We were pretty clear in sharing our feelings where Palm’s Pre commercials are concerned but just in case our headline wasn’t clear enough for you, we don’t like them. In a nutshell, they make us want to curl up in a corner and cry, not run out and buy a Pre. Gary Koepke is the co-founder of Modernista, the agency behind the ads, and he recently defended his work in an interview with AdAge:
We weren’t trying to creep people out, but one thing I have learned now in this digital age is people can be as rude as they want as long as they don’t have to look you in the face. The Pre is probably being talked about more than other phones right now because of the marketing and advertising, and that’s a good thing. Could the ads work harder to show exactly how the phone works? Yes, but we knew it would be polarizing people to have a woman not shout at them and tell an interesting story.
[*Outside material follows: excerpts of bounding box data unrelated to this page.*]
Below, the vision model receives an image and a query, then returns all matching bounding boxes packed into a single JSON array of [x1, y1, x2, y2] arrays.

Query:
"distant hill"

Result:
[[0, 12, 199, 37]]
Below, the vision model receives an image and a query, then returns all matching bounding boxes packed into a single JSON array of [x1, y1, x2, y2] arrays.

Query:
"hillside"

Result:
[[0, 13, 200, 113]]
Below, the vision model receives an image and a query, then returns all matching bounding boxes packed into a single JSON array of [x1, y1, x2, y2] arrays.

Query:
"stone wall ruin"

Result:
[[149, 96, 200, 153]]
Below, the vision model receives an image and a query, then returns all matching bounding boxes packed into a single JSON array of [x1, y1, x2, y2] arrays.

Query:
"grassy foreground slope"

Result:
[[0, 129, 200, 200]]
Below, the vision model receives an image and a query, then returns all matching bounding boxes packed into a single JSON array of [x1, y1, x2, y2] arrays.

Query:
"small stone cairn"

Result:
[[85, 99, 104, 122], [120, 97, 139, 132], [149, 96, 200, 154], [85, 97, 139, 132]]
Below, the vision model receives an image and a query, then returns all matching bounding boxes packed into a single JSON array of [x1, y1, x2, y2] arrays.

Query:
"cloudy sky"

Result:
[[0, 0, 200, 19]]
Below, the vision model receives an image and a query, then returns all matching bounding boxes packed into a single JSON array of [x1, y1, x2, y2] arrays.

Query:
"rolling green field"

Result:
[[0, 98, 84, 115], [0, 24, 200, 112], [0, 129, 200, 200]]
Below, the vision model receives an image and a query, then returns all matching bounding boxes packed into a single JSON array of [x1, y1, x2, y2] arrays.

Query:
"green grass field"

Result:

It’s a very different look and feel for this sector. There’s nobody involved in an iPhone ad, and ‘Your life is on BlackBerry’ — isn’t that great? Instead of having a life? We wanted a middle ground between those two places — what about the people who want a really great smartphone?
Fair enough, sir, but allow us to reiterate our stance in the context of the second portion of the quote above. Putting our “Joe Consumer” hat on for a moment, when we see an iPhone ad on TV, we walk away thinking ‘cool, the iPhone can do tons of great stuff because it has so many sweet apps’. When we see a BlackBerry commercial (aside from the horrible U2 spot), we walk away thinking ‘ok, BlackBerry rocks the business world but it can hang in the consumer market, too. It does it all’. When we see a Pre commercial, we walk away thinking ‘crack’.
But let’s face it — money talks. Television advertising exists to drive sales and if Pre sales to date were anything to write home about, Sprint and Palm would have thrown out some numbers by now. With the top two smartphone brands in the US doing gangbusters — BlackBerrys are still burning up the market and Apple hawked over 5 million iPhones last quarter — it’s no wonder they’re keeping quiet.